2. Submit the popular product recommendation job:
```bash
gcloud dataproc jobs submit pyspark popular_products_recommendation.py \
--cluster=spark-streaming \
--region=us-central1 \
--jars=gs://spark-lib/pubsublite/pubsublite-spark-sql-streaming-LATEST-with-dependencies.jar
```

### 3. Write Data to Pub/Sub for Testing
Run the `write_data_to_pubsub.ipynb` notebook, which includes:

1. Publishing test data for real-time processing.
2. Testing with different window types:
- Tumbling windows
- Sliding windows
- Windows with watermarks
- Joining data streams with static datasets (e.g., `user_product_discounts.csv`).

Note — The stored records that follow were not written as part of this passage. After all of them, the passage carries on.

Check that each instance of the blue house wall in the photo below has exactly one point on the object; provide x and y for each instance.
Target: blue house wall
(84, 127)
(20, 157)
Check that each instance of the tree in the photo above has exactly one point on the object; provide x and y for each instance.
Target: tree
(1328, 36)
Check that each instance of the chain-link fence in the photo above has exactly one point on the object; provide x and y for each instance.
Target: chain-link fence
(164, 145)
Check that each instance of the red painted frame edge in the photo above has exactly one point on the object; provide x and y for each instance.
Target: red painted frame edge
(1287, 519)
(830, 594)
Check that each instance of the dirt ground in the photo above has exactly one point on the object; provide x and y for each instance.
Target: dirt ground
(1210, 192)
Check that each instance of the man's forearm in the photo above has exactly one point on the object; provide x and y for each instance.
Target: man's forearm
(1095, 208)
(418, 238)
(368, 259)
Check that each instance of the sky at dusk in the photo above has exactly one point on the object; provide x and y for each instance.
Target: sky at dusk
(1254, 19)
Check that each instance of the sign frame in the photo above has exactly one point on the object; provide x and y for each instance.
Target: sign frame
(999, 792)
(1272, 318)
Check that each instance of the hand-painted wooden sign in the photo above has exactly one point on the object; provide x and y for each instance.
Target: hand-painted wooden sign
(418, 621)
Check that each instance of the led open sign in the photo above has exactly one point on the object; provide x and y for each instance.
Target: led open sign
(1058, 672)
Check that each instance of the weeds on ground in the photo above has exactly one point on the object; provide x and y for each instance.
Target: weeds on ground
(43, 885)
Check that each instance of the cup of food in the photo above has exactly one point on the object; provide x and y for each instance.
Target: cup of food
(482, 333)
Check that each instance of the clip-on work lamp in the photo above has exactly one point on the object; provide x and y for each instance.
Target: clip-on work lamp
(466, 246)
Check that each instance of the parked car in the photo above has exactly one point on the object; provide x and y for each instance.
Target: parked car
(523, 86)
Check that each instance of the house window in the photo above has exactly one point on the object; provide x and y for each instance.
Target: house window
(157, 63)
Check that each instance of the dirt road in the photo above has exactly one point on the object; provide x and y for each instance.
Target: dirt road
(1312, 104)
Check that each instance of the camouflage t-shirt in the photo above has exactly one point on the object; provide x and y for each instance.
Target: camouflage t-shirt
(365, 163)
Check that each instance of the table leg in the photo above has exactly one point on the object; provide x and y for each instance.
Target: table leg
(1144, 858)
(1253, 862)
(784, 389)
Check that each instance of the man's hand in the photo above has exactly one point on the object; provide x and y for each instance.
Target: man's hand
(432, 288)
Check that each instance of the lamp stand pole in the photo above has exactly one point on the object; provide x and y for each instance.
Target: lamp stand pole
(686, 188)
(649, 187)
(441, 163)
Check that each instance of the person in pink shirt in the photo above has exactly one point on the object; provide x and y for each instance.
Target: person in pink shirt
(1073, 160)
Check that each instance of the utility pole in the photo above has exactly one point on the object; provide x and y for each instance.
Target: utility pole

### Key Sections in `write_data_to_pubsub.ipynb`
- Publish data for testing.
- Publish data for tumbling windows.
- Publish data for windows with watermarks.
- Write data to Pub/Sub and join with static datasets.
- Generate browsing and purchase events for joining two streaming DataFrames.

## Windows Explained
### Tumbling Window
- A fixed-size window that does not overlap.
- All events within the window are grouped together.
- Example: A 1-minute tumbling window processes all events arriving between `00:00` and `00:01`.

### Sliding Window
- A fixed-size window that overlaps.
- Multiple windows can process the same event if it falls into overlapping intervals.
- Example: A 1-minute sliding window with a 30-second slide interval.

### Watermark
- Used to handle late-arriving data.
- Defines how long the system waits for late data before finalizing a window.
- Example: A 1-minute window with a watermark of 10 seconds processes late events arriving up to 10 seconds after the window closes.

### Session Window
- Captures events within a defined gap duration.
- New events extend the session if they occur within the gap duration.
- Example: A session window with a 5-minute gap groups events until no events occur for 5 minutes.

## Scripts
- `streaming_product_discounts.py`: Consumes product stream data, joins with static discount datasets, and calculates discount insights.
- `popular_products_recommendation.py`: Joins browsing and purchase event streams to recommend popular products.
- `write_data_to_pubsub.ipynb`: Publishes test data to Pub/Sub Lite for various scenarios, including testing windows and joins.

## Usage
1. Configure Pub/Sub Lite topics and subscriptions.
2. Deploy and run Dataproc jobs for real-time analytics.
3. Use the Jupyter notebook to publish test data and validate pipeline functionality.
4. Monitor output in the configured sink or logging service.

## License
This project is licensed under the MIT License. See the LICENSE file for details.